Summer’s here and the kids are out of school - think parks, picnics, and the pool. But is it all sunshine?
While summer can be the highlight of a kid's year, for parents it can have its challenges. As summer wears on we begin to hear, “I’m bored.” We may even start to countdown the days until school begins again.
But there are some things we can do as parents to set our kids up for a great, creative, and active summer.
Part of the magic of summer happens when we let the kids play without a plan or direction from adults. There is so much to learn while playing uninterrupted. And remember, being bored isn’t necessarily a bad thing.
Include Time for Unstructured Play
Let the kids have plenty of free and unstructured play! Many of us spent nearly our entire summer outside playing with friends in the neighborhood. We were responsible for our own fun, and we learned so much through it!
Unstructured play gives children the opportunity to explore their own interests, while developing creativity, and independence. When playing with friends outside, they learn to negotiate and cooperate with others, while often being quite active.
According to Angela Hanscom, author of Balanced and Barefoot, “It is during free play, where children move and challenge their bodies in new ways, constantly testing their limits and getting to the next developmental level. When we take away their time for free play and replace this time with adult-directed exercise, it limits the type of movement experiences these children receive”.

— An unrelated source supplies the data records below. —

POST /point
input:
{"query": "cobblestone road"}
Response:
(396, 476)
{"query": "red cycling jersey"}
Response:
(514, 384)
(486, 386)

On their own, children are required to develop skills such as compromise, communication, and conflict resolution. Without adults solving their problems, children are forced to work things out on their own. Sure there will be days that someone quits a game and goes home upset, but over time left on their own kids can develop the skills to handle these situations.
This is not to say that adults should never get involved. Obviously little children need to be supervised, but the adults can step back and give them a little room rather than being involved every moment of the time. Some children struggle with social skills and might need a little more direction; this can be true with some older children. And it goes without saying that interference is necessary if there is a true danger to someone's physical or emotional safety.
Pursuing Interests and Passions
We all want to encourage our children to pursue their interests and passions. Sometimes this involves working with them or getting a teacher, but oftentimes an opportunity to be on their own with the proper tools will benefit them quite a bit.
When children have time on their own they are able to pursue their individual interests and passions at a deeper level. They can immerse themselves in the aspects of the hobby that they are most interested in. Questions are explored at their own pace, and when they discover the answer it is more satisfying than if they were simply told.
They may get frustrated and that is okay. Think of all the skills they learn when they work through it - distress tolerance, problem solving, reaching out for help when they need it, etc. When you see them discouraged you can absolutely help them work through their frustration, but try to guide them in thinking through their problem rather than solving it for them.
Let Them Be Bored
While it is great to play with your kids and plan some special outings, there is nothing that says you should always keep them entertained. In fact, being bored can be an opportunity for creativity.
When we keep the kids scheduled and entertained there is little need for them to find their own fun. Think of all the fun you had building forts, skipping rocks in the lake, or playing imaginary games with friends. These things may not have happened if you had exciting things planned all the time.
Slowing down and simply being is important for everyone, even kids. Their minds and body need sometime this summer to decompress after a full year of school and activities. Don’t take this away from them by believing it’s your job to entertain them every moment of every day.
Use Screens Wisely
It is really easy to give kids screen time, especially when they (or you) are grumpy, tired, or bored. Children often have a way to wear their caregivers down even when limits are put in place.
While there are some benefits to limited screen time, a majority of their time is best used engaged in other activities. Too much screen time can lead to eye strain, sleep issues, poor posture, weak muscles, obesity, behavior problems, impatience, difficulty making friends, and academic difficulties.
So how much is too much? It is typically recommended that screen time is limited based on the child's age. Below are some general guidelines (for more information check out this article.)
- babies and toddlers do not get any screen time at all,
- 3-5 year olds get one hour or less
- 6+ get two hours or less
If you feel like screens are getting out of hand in your house it can be helpful to do an electronic fast. This would be a set amount of time in which screens are off limits. It's a time to detox and reset. You can use this time to spend time with people you love or to explore other interests (reading, writing, going out in nature, exploring your city, etc.)
I want you to have an amazing summer! If you have kids, I hope these ideas set you up to enjoy the summer and handle the “I’m bored” moments.